Kyber Ransomware Double Trouble: Windows and ESXi Attacks Explained
Kyber is a cross-platform ransomware family that targets VMware ESXi datastores and Windows file systems with coordinated Tor-based infrastructure, campaign identifiers, and destructive anti-recovery features. The ESXi variant (C++ ELF) actually uses ChaCha8 with RSA-4096 and partial in-place encryption while the Windows variant (Rust PE) implements the advertised hybrid Kyber1024 scheme and includes elevated service termination and experimental Hyper-V shutdown. #Kyber #VMwareESXi

Keypoints

  • Kyber deploys dual-platform ransomware that targets VMware ESXi datastores and Windows file systems.
  • Both variants share a campaign ID and Tor-based infrastructure, indicating coordinated operations across platforms.
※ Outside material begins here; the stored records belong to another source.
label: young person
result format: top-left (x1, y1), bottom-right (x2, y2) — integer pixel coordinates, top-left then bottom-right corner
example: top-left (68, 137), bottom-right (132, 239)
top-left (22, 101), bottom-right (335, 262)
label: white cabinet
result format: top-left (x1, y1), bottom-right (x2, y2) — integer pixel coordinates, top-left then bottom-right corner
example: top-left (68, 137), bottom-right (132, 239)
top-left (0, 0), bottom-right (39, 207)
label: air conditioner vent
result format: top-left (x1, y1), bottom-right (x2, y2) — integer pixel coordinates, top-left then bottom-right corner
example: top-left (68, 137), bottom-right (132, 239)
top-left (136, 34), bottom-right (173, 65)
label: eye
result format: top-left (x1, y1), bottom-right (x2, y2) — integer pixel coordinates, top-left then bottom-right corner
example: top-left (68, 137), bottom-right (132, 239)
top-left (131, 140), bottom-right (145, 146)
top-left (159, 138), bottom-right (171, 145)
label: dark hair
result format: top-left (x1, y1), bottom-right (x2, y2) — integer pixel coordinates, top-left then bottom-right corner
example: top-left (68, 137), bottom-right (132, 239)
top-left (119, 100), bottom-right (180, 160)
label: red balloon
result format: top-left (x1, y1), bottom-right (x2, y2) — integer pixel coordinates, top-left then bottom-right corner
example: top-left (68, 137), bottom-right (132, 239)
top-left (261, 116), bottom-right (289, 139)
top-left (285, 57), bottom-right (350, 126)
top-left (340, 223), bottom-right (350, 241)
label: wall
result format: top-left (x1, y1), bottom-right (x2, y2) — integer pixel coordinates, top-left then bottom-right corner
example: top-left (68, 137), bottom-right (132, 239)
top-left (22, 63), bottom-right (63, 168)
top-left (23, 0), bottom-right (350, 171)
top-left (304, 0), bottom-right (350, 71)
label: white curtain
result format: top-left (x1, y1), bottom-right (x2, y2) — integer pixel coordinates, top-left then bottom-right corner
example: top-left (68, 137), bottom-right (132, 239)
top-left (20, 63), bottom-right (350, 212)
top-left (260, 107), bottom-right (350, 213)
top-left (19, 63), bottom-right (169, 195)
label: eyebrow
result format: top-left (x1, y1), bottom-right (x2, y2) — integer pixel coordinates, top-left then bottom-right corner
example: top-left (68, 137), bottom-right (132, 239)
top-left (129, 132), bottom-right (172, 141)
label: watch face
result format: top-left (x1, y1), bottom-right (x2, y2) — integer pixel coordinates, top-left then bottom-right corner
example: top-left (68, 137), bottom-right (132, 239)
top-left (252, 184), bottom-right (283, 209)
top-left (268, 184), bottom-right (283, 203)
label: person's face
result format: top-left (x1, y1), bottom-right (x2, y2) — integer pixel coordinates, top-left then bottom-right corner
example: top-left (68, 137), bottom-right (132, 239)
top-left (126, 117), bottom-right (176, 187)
  • The ESXi ELF (C++) uses ChaCha8 with RSA-4096, performs partial in-place encryption of datastores, and can terminate VMs via esxcli.
  • The Windows PE (Rust) implements the advertised hybrid crypto (including Kyber1024), runs anti-recovery commands when elevated, and has an experimental Hyper-V shutdown feature.
  • Both variants deface management interfaces and use partial-file encryption to speed operations while rendering large files unusable.